Neulich am Rheinufer
Die Geschichte von den beiden Steinen
Irgendwo auf dieser Welt, irgendwo, an einem einsamen Ufer. Dort, wo nur Wasser, Wellen und eben Steine, große, kleine, dicke, dünne, herzförmige, lange, kurze und ebenso gänzlich runde Steine, ein beschauliches Zuhause haben.
Nicht weit von einer alten Kopfweide entfernt, die mit ihrer zerzausten Kopfkrone dem Meer zuwinkt, dort an der Schwelle des Ufers zum tosenden Wasser, dort trollen sie sich, räkeln sich gemächlich in den ankommenden Wellen.
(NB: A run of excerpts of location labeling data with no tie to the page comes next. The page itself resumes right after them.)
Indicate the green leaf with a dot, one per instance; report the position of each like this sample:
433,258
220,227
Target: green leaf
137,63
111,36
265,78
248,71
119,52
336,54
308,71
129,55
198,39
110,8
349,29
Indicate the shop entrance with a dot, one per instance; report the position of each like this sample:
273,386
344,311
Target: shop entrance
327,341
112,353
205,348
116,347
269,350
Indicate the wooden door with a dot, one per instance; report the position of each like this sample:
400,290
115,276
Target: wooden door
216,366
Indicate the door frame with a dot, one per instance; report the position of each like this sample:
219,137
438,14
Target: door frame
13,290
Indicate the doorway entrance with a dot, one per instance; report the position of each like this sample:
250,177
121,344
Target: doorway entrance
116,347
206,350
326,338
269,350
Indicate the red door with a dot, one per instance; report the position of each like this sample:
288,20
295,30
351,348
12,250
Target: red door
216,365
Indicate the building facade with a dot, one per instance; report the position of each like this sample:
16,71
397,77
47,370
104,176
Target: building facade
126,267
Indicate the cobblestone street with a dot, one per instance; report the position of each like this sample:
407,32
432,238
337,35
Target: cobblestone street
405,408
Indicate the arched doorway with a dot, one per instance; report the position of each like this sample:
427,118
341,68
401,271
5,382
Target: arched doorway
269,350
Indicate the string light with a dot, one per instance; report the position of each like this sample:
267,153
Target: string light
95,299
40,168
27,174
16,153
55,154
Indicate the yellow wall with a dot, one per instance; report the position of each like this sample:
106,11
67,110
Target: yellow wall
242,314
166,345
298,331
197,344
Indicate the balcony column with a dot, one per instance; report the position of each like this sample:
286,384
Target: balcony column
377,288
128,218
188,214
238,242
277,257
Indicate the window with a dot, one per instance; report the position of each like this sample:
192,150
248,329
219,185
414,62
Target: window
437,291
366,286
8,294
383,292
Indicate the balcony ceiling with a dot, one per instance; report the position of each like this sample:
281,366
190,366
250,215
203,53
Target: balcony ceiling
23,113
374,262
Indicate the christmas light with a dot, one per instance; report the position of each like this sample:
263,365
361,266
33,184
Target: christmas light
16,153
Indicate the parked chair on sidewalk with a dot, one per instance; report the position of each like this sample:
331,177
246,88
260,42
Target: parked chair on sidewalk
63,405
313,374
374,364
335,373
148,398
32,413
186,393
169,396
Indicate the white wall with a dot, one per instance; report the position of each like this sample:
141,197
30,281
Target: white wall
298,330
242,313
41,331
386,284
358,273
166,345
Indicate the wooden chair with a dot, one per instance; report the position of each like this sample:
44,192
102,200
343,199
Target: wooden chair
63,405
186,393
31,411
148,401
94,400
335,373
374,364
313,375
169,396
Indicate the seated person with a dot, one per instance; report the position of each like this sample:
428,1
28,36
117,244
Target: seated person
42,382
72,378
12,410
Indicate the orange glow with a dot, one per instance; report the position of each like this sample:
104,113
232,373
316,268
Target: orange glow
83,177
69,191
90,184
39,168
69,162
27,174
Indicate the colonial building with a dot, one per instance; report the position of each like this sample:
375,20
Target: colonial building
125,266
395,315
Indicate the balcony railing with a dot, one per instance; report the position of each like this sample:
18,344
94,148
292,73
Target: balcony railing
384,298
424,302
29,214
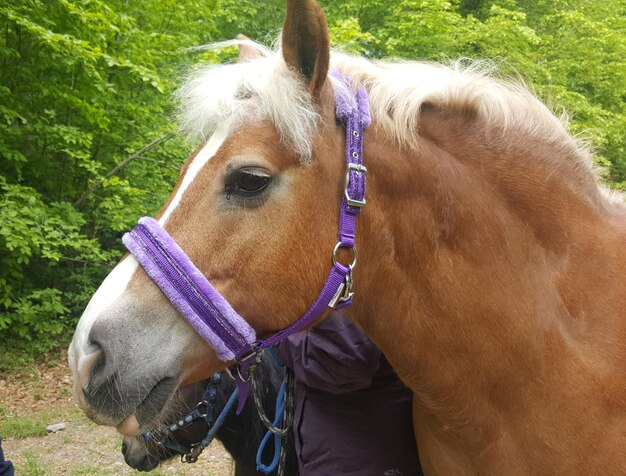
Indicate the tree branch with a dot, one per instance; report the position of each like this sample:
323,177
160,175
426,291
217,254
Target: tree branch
120,166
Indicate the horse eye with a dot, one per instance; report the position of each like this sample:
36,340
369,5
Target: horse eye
247,182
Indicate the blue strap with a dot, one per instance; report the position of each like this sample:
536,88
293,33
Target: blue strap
220,419
280,407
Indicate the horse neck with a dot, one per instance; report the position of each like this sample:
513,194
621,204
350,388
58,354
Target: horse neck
472,259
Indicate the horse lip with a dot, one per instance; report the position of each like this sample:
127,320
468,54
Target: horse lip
149,408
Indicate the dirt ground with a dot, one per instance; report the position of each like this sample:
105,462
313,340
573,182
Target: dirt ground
83,448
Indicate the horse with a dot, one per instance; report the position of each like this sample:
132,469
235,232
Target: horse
239,434
491,259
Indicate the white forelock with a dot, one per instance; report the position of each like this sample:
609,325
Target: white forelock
266,89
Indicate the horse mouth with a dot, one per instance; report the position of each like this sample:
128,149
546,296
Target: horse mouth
149,409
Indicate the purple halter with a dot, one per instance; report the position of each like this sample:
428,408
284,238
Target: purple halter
207,311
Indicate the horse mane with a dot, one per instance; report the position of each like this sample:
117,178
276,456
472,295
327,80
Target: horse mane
266,89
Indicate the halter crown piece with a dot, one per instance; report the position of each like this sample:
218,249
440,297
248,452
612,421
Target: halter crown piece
205,308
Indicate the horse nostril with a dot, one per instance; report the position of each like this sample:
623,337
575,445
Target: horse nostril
89,363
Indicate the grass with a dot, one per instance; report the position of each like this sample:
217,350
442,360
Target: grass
22,427
32,466
88,471
18,426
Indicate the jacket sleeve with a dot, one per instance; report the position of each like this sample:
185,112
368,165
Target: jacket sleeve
335,356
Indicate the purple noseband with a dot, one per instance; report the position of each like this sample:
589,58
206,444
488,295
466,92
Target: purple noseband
207,311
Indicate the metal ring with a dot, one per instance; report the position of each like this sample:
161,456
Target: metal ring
354,253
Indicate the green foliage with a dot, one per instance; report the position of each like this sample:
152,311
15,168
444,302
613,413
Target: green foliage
85,87
22,427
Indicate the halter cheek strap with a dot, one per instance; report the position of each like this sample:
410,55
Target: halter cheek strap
205,308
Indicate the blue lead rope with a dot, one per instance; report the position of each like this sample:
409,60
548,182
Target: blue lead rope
278,418
220,419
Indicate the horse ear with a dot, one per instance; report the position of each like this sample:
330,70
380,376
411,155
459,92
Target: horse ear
305,42
247,52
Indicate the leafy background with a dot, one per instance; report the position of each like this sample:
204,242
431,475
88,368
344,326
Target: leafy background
88,142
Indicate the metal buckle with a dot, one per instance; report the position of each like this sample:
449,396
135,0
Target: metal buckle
344,292
349,200
355,255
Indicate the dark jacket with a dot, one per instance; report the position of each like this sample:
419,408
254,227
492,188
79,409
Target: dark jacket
6,467
352,413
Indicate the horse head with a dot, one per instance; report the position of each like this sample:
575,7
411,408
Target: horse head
252,210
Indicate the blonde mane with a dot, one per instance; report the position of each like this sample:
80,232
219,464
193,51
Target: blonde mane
266,89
So, wie wir sie kennen, wenn wir mal am steinigen Ufer entlang spazieren.
Und da Steine, bekanntlich, keine redseligen Geschöpfe sind, so muss schon was ganz Besonderes passieren, wenn sie denn mal miteinander reden. „Manno“, jammert der "dicke, gänzlich runde Stein", „wie gerne würde ich es mal erleben, mal nach links oder nach rechts oder mal nach oben oder wenigstens nach unten rollen zu dürfen. Immer nur im Kreis herum, wenn denn mal eine Welle mich erfasst.“
„Ach“, entfuhr es dem nierenförmigen Gestein, neben dem gänzlich rundem Stein, einige Zeit später. „Du hast vielleicht Sorgen. Was soll ich denn sagen, ich werde immer nur ein paar Millimeter bewegt, kenne nur meine, kleine Welt, niemals die rechte oder linke, geschweige denn oben oder unten. Und Du, Du siehst die ganze Welt.“
Schweigend verharren die beiden Steine nach diesen außergewöhnlichen Worten nebeneinander und der gänzlich runde Stein schaukelt gelangweilt im seichten Wasser. Aber plötzlich, da entfährt es ihm, „Ja, Du hast ja Recht“, „Du armer nierenförmiger Stein. Ich sollte zufrieden sein mit meinem Dasein.“ „Genau“, grummelt der nierenförmige Stein. Und von da an schweigen die Steine, bis heute, und sind glücklich und zufrieden mit dem, was sie sind.